Perry Estate Agents is also facing the “phenomenon” that arose from partial lockdown. Its managing director, Robert Spiteri Paris, has seen a healthy demand for more “space”, based also on the assumption of more competitive prices due to the flood of properties from the short-let category, which is also made up of quality homes.

Landlords have been more flexible with prices because of this increase in supply, Spiteri Paris points out, resulting in more choice and better rates on the long-let market. The uncertainty of going back into lockdown has meant villas are being rented to Maltese for four months up to a year, and the agency has also convinced a few owners to instead rent properties for sale to the post-lockdown market.

“We have experienced a huge influx onto our database of new properties we did not even know about. Owners do not want to leave them idle even though it would mean earning half what they would from short lets,” he says.

Even long-let properties have gone to Maltese families, who generally hate spending money on rent but want to treat themselves, Spiteri Paris notes. They are now opting for the top villas that foreign CEOs would normally rent.

Meanwhile, expats living in, for example, a Tower Road seafront apartment have also asked for a pool, and couples have joined up to rent a villa together for a change of scene and to take a breather.

Gozo is also on the radar and could make up for the shortfall from tourists through the local market. With the ban on visiting the island recently lifted, it is the only destination to travel to and “cut off”, particularly for working parents who can commute while their children enjoy the outdoors.

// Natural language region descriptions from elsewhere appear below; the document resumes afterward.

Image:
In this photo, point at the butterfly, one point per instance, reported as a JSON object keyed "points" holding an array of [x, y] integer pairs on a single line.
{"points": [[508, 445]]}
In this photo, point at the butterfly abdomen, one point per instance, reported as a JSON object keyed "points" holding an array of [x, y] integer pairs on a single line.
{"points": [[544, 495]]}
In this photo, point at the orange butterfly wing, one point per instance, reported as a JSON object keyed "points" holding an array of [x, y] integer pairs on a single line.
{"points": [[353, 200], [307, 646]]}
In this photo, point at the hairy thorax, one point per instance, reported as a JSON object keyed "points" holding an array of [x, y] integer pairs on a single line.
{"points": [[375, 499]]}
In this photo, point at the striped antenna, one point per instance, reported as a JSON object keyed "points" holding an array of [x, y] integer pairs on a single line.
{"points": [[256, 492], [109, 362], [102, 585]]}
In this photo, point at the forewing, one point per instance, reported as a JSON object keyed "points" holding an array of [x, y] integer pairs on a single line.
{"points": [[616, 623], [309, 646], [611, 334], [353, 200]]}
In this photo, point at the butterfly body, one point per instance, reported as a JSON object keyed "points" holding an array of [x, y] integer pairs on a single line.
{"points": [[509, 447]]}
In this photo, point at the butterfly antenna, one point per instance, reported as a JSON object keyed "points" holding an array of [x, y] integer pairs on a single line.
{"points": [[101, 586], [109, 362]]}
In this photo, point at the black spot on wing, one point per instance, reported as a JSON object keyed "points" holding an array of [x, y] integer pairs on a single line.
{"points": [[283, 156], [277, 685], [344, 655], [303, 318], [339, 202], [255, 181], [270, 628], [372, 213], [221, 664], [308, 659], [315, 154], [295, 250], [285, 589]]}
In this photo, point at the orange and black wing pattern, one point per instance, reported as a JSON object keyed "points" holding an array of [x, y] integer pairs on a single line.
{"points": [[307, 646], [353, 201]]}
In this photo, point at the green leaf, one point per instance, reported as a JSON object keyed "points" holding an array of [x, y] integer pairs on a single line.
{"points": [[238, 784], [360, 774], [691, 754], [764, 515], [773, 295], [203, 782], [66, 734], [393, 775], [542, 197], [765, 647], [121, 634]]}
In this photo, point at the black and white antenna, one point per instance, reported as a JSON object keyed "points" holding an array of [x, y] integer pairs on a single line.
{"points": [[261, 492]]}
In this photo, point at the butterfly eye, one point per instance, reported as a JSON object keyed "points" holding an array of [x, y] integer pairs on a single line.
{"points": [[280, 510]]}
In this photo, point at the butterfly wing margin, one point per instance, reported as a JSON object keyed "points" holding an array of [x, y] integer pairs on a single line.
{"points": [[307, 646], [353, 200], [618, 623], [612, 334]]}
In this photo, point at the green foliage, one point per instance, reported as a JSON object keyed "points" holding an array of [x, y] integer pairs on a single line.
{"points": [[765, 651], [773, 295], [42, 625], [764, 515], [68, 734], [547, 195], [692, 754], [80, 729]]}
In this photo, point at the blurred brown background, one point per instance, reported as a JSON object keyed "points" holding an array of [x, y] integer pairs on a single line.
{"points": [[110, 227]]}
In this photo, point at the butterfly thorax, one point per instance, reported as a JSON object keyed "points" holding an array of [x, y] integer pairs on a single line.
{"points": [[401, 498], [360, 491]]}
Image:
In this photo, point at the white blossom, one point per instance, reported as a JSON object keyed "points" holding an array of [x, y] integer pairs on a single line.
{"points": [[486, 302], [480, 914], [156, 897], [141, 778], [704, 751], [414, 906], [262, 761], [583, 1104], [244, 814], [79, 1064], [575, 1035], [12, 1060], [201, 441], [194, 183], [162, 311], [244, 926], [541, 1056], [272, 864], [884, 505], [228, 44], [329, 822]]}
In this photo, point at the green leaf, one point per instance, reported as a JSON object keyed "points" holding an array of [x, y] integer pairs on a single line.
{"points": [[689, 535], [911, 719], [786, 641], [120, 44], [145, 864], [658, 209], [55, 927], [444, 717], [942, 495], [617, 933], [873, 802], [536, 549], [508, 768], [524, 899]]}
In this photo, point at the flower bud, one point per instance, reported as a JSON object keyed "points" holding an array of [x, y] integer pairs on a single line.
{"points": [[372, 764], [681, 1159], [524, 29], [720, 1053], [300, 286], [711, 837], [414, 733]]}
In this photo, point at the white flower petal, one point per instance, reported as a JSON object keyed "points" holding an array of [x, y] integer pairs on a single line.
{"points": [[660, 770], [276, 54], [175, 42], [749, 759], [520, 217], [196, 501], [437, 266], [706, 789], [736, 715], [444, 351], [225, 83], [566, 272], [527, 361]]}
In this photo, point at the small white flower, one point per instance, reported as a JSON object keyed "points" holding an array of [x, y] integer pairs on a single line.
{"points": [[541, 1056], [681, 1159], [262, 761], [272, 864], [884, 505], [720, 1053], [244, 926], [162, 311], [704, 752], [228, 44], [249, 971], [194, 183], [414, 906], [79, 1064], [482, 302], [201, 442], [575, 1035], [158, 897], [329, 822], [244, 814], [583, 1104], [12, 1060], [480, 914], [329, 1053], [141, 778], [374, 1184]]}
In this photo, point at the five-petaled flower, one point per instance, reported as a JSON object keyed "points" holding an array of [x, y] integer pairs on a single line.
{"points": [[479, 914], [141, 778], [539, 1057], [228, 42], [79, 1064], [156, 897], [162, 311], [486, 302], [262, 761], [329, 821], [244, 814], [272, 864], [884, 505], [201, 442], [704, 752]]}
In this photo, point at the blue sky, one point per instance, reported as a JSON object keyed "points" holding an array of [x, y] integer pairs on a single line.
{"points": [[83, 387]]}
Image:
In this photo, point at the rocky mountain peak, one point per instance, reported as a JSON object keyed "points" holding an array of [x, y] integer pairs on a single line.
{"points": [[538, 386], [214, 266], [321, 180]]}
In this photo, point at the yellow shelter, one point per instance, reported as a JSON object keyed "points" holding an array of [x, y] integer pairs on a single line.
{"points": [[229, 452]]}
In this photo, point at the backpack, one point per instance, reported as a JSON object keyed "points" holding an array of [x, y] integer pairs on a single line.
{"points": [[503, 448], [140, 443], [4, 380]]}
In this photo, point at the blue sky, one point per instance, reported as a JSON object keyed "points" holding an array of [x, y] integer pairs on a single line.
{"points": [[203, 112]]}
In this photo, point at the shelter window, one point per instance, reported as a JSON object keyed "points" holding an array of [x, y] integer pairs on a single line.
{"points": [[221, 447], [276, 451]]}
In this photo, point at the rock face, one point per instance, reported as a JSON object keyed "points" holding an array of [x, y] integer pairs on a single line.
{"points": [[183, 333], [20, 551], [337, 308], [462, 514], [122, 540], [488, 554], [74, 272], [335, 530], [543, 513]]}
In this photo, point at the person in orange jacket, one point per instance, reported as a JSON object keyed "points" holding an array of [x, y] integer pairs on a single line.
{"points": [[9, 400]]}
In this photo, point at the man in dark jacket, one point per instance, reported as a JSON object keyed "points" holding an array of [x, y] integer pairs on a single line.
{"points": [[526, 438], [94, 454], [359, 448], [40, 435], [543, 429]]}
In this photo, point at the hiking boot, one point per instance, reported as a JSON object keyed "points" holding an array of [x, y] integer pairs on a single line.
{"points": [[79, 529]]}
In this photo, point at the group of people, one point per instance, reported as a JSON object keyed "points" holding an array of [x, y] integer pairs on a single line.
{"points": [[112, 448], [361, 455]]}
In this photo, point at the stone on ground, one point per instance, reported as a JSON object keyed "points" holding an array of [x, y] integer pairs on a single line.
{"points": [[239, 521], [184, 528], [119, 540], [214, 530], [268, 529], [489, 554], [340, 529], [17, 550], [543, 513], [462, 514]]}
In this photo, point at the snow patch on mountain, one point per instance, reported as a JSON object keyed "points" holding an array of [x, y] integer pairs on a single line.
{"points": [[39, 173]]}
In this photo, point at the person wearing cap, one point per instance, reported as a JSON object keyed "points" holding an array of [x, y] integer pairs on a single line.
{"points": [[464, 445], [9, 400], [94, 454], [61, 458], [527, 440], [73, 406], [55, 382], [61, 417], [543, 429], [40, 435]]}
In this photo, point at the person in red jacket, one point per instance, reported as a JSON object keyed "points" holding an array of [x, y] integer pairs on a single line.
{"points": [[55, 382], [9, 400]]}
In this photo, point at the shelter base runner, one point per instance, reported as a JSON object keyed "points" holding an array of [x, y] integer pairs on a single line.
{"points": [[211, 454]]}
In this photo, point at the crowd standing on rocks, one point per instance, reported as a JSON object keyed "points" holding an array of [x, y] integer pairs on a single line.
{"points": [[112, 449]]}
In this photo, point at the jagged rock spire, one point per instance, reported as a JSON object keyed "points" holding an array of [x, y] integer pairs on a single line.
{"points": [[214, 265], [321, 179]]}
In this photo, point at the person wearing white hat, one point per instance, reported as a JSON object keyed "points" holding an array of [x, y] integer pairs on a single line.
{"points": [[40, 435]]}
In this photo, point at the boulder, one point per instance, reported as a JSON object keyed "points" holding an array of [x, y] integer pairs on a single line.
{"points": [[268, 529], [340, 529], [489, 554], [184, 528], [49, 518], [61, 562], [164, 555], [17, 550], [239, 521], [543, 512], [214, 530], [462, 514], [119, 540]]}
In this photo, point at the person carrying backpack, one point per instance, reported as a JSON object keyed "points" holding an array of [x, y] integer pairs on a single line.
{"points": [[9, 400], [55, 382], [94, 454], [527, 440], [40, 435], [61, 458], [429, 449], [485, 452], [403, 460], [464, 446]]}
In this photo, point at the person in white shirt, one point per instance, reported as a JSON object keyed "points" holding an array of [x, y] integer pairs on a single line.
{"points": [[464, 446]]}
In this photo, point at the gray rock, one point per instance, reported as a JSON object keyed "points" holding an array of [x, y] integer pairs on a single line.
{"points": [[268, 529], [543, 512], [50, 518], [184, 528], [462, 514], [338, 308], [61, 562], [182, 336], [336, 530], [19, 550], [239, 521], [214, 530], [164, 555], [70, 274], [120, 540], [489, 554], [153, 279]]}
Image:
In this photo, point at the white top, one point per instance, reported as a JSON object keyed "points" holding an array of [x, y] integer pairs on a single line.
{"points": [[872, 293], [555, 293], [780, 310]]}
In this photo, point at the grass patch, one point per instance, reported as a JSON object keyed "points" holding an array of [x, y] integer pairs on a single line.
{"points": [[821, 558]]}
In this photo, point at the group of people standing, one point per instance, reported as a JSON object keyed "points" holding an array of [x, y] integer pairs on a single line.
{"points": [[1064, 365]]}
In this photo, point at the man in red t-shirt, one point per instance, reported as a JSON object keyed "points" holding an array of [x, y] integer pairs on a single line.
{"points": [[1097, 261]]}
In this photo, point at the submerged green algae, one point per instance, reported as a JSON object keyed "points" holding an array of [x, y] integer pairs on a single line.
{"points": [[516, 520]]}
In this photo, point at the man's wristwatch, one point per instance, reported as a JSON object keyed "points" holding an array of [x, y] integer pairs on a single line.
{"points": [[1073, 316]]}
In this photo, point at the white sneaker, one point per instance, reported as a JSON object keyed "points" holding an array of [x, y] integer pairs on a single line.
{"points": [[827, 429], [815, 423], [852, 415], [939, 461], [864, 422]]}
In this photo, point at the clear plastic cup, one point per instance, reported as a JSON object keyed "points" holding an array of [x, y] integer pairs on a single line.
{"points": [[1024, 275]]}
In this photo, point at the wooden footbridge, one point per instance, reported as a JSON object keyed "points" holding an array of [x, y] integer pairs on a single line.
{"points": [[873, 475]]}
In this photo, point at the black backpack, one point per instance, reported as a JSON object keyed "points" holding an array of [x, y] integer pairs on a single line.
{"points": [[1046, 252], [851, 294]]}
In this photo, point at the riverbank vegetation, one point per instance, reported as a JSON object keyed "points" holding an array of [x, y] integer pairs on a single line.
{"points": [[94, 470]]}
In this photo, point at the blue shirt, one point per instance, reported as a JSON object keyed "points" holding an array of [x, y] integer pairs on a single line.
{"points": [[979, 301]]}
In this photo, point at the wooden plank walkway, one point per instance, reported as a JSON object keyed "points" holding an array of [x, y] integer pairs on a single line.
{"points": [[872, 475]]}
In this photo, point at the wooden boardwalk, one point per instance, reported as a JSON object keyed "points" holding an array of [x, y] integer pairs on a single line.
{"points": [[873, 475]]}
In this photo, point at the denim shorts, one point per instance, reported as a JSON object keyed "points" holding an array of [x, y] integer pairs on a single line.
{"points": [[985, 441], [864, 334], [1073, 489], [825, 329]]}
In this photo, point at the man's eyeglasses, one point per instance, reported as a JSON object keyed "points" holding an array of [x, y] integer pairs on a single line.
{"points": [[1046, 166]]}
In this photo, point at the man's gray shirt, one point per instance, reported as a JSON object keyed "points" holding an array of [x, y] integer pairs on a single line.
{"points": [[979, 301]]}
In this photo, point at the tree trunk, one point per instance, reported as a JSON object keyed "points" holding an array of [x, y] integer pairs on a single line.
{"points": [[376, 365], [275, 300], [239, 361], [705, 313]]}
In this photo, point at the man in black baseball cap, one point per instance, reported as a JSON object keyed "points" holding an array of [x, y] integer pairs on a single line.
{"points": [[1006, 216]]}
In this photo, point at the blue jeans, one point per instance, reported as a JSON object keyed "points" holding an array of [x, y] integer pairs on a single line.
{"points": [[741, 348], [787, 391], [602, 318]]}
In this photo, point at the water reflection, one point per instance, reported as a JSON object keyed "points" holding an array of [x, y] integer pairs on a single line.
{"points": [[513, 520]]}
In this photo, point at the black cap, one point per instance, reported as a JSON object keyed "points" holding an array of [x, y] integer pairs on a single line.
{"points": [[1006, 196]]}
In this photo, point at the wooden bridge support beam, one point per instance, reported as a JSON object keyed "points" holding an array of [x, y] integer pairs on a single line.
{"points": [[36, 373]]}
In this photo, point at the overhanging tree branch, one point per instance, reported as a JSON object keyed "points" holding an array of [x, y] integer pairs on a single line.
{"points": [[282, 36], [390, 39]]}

Frank Salt Real Estate director Grahame Salt is also witnessing a staycation trend and a rise in Gozo holidays in converted farmhouses with pools, from short breaks to three-month stays for the summer.

A large pool and deck at this Lija villa.
A large pool and deck at this Lija villa.

“Mostly families with kids, stuck inside an apartment, are likely to go mad in the summer heat, and if they can afford it, they are looking at this option,” says Salt.

“People are simply appreciating home because they are spending so much more time there. Until recently, they would just eat, sleep and leave. Now they have understood the importance of having a nice house.”

The new sales pitch when showing a property is whether you can see yourself doing quarantine in it, he jokes.